# Solved: Reboot Issues W/ 2wire 2701hg-b Home Portal



## Chitown021 (Jun 16, 2007)

I have AT&T DSL service and until about a week ago was using the 2Wire 1000HG home portal. I upgraded to the 2701HG model and got my internet connection up and running. The problem I am having is random hardware resets in the router itself.

When it's running I have a very strong and fast signal. There's no set interval for the resets. Sometimes it happens every 10 minutes and others I will get an hour or more use between resets. 

When the resets happen the router completely shuts down and power cycles itself. It takes about a minute to complete and when it comes back up my internet connection works fine again. I spoke with SBC tech support this past week about it. They told me there were 3 things that could be causing the problems:

1) Power supply issue: If the circuit the router is plugged in does not get a consistent level of power it will reboot itself. 

2) Blaster, spyware, or P2P software creating too much traffic.

3) The router hardware itself is defective.

So far I have tried resetting the router to factory settings. I've also done complete scans with three different programs searching for spyware (Windows Defender, McAfee Spyware search that came free with my service, and Ad-Aware). I tried plugging the router into an outlet all by itself (I originally had it plugged into a surge protector). No major issues were found. Obviously none of these steps have solved the problem or I would not be writing this. On Thursday night AT&T Tier 2 tech support finally agreed to replace the hardware and I hope this solves the problem. 

Does anyone else have this model? Have you had this problem and if so how was it resolved? 

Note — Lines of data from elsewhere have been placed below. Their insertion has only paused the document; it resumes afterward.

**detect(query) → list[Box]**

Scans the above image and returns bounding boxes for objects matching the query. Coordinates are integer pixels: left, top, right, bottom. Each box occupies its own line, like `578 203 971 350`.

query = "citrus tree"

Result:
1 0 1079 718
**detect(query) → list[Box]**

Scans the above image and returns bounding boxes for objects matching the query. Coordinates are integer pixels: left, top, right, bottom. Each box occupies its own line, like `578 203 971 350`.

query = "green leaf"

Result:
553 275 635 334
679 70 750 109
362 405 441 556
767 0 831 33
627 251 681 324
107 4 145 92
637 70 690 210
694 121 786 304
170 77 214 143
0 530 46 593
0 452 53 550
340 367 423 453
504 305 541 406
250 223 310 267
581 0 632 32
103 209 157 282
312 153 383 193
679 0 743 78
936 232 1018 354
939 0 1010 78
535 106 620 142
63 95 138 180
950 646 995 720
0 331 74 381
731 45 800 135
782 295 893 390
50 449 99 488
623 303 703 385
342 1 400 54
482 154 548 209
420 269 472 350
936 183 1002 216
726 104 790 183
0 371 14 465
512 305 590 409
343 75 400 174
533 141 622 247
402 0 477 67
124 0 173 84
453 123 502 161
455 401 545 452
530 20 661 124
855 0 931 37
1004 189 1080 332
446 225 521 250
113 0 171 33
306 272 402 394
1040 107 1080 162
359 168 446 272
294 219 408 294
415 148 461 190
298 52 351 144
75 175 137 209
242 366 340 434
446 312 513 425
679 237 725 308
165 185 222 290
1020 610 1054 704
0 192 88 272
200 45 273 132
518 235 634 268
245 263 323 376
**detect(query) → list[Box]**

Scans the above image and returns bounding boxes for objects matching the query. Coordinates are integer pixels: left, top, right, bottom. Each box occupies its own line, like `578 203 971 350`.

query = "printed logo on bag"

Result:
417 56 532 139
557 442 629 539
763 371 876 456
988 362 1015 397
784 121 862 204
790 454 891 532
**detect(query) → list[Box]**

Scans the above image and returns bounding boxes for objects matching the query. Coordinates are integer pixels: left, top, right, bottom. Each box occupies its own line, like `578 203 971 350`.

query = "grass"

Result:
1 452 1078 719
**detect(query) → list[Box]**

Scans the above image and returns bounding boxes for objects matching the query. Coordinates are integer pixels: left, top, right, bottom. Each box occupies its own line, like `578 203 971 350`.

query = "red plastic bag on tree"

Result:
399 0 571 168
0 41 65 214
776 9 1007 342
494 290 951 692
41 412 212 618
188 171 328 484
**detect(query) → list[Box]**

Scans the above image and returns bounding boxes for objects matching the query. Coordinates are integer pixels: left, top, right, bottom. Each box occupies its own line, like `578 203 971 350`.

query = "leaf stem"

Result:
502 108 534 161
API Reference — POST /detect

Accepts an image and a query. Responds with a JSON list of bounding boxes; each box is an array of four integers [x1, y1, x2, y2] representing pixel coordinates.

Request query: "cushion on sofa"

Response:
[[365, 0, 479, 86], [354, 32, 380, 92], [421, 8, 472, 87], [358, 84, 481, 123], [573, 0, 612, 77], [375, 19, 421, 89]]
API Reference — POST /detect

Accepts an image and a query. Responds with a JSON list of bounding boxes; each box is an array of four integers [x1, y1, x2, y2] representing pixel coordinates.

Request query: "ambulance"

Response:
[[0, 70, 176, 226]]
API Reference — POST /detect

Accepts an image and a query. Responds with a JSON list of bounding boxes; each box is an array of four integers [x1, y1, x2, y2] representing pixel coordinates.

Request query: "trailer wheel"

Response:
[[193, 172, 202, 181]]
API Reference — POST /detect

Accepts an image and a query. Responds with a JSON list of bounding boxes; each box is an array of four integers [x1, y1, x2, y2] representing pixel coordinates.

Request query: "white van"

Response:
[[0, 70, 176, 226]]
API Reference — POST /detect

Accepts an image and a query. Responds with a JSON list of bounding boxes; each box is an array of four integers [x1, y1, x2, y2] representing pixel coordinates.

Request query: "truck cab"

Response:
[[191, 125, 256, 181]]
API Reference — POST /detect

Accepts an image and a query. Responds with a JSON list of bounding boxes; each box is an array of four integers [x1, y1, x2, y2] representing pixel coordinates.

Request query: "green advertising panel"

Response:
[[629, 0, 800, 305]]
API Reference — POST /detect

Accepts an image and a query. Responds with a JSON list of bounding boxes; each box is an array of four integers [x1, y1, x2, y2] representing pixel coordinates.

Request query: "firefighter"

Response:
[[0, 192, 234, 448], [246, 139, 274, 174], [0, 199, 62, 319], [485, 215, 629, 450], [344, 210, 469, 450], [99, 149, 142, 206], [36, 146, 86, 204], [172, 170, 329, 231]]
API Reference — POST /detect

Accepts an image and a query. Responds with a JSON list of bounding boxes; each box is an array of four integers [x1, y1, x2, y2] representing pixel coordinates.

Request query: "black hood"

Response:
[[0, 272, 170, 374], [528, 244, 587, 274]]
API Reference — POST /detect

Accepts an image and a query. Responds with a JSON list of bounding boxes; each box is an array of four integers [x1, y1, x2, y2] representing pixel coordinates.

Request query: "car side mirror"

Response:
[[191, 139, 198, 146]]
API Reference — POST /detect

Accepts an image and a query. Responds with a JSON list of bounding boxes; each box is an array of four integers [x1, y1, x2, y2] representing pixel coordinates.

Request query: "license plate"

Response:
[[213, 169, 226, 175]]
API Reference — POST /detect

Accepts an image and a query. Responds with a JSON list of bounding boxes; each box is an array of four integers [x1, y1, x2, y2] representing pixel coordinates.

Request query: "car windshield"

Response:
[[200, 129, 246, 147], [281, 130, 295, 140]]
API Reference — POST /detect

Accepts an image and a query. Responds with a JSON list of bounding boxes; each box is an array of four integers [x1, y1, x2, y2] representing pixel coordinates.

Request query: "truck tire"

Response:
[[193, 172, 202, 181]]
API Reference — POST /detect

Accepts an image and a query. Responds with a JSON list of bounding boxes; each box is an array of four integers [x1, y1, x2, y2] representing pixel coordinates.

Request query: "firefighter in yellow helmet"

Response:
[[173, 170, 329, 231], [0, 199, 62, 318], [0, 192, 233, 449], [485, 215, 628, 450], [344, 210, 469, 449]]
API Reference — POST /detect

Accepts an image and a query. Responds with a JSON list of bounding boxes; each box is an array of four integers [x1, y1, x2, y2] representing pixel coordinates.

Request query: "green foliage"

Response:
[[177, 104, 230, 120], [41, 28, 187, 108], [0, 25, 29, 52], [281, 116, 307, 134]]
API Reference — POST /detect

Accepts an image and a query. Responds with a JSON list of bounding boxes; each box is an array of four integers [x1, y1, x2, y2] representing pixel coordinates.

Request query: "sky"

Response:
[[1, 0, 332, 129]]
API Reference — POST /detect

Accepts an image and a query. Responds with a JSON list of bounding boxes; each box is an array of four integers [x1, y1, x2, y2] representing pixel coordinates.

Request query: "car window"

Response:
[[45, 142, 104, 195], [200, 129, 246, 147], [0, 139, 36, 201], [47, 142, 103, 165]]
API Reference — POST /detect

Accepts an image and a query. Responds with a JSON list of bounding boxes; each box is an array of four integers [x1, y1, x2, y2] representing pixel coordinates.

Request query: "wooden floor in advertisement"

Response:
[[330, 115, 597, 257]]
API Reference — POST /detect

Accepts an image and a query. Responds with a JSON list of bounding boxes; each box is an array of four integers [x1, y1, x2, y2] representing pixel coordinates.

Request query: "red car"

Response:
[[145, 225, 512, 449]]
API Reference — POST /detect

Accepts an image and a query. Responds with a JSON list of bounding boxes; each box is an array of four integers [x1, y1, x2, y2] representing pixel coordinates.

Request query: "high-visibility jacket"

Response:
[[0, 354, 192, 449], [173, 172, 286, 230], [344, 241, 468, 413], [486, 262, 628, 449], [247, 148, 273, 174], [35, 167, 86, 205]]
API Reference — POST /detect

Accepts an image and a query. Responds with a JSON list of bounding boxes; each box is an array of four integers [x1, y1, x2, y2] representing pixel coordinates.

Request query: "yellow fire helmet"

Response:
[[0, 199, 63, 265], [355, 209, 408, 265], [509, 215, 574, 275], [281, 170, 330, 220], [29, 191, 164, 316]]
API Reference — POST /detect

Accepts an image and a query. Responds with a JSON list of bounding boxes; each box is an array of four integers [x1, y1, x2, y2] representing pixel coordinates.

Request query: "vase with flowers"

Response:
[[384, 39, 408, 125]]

Thanks for any help you can provide.


----------



## Chitown021 (Jun 16, 2007)

The problem is becoming more frequent now. Whether I have the computer on or off the router reboots every 5 to 10 minutes pretty consistantly...


----------



## TerryNet (Mar 23, 2005)

Make sure the reset button is not stuck (not likely) and that it is not overheating. All the air vents should be clear. With your hand on the router you'll feel warmth and know that it is on, but it shouldn't be hot.


----------



## Chitown021 (Jun 16, 2007)

Thanks for the tip. I checked the reset button and it's fine. I have the router sitting on the very top shelf of my computer desk in the open air. I don't think overheating is the problem either ( I felt the box and there's no excessive heat). 

I really hope it's a hardware problem and the replacement that tier 2 support is sending me fixes the issue. I'm just trying to do everything I can to eliminate either computer or user error being the problem.


----------



## Chitown021 (Jun 16, 2007)

Well I received the replacement router today... I have my fingers crossed that this fixes the problem. I have it installed and it's made it past the first 10 minutes without rebooting. One thing I noticed while examining the original router I received...

The original unit had 2 white stickers covering up the original device serial number. This leads me to believe the "new" router I bought was actually a refurb. The replacement I got today had the original 2Wire serial # showing on the bottom so I'm assuming it's actually a "brand new" one.

It really makes me believe I did inherit someone else's hardware issues. It also makes me mad that I paid for a new unit but got a refurb to begin with.


----------



## Chitown021 (Jun 16, 2007)

Problem solved! Looks like the issue was bad hardware!


----------



## TerryNet (Mar 23, 2005)

Good to hear. You can mark this 'solved' using the Thread Tools at the upper right.


----------



## webbsurfer (Jul 24, 2007)

Just a quick note about the 2WIRE 2701HG-B,,, AT&T has just sent to me modem #4 hope this one works..


----------



## Chitown021 (Jun 16, 2007)

webbsurfer said:


> Just a quick note about the 2WIRE 2701HG-B,,, AT&T has just sent to me modem #4 hope this one works..


I'm sorry to hear that. It took me an hour every time I called support to get past the front line basic troubleshooting techs to get to Tier 2 for the real help. Are they sending you new or referb equipment? From what I could tell the first router that didn't work was a referb. The second one was new and solved my problem.


----------



## ATTcustomer (Sep 10, 2008)

Try changing your VPI/VCI settings through the 2WIRE MDC (http://gateway.2wire.net/mdc). I use Bellsouth, so I changed mine from 0 (VPI) and 35 (VCI) to 8 and 35, respectivly. Try this link to find your settings or call your ISP.
http://www.dslmodemsdirect.com/DSL Configuration/VPI_VCI configuration Page.htm


----------